4. Take your investment strategy from “vapor to paper.”
If you want to stay on track with your investments, regardless of what the markets are doing, you should commit them to writing. An Investment Policy Statement (IPS) is a document drafted between you and your financial advisor that outlines general rules for meeting your investment objectives. It includes criteria for monitoring performance, addressing risk, and communication between you and your advisor.

5. Re-assess your “financial pain tolerance.”
Many factors contribute to individual risk tolerance, including age and short- and long-term financial goals. Volatility can present the perfect opportunity to rebalance.

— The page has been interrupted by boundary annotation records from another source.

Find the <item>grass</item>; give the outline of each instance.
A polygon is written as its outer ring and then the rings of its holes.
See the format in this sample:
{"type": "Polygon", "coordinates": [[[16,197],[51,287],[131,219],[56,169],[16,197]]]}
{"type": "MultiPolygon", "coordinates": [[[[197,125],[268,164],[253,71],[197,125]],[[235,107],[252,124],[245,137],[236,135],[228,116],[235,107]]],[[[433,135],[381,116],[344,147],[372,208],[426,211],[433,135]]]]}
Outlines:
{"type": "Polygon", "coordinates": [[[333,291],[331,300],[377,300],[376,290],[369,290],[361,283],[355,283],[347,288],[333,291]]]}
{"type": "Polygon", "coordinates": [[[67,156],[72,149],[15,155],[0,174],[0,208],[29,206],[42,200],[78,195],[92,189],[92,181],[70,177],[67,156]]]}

Work together with your advisor to find the ideal balance of investments to suit your comfort level.

What next?
Remember, now is a moment to be cautious, not a moment to panic. Use the time you have to work on your family legacy goals or to review your Estate Plan if it’s been a while. Don’t have an Estate Plan? Now is the perfect time to connect with an Estate Attorney to create one. We’d be happy to help connect you to one (and we would love to be considered as a part of that plan!).

As always, if we can answer any questions or help in any way, please let us know.

Thank you for your continued support of our Northshore Legacy Foundation and help over the years.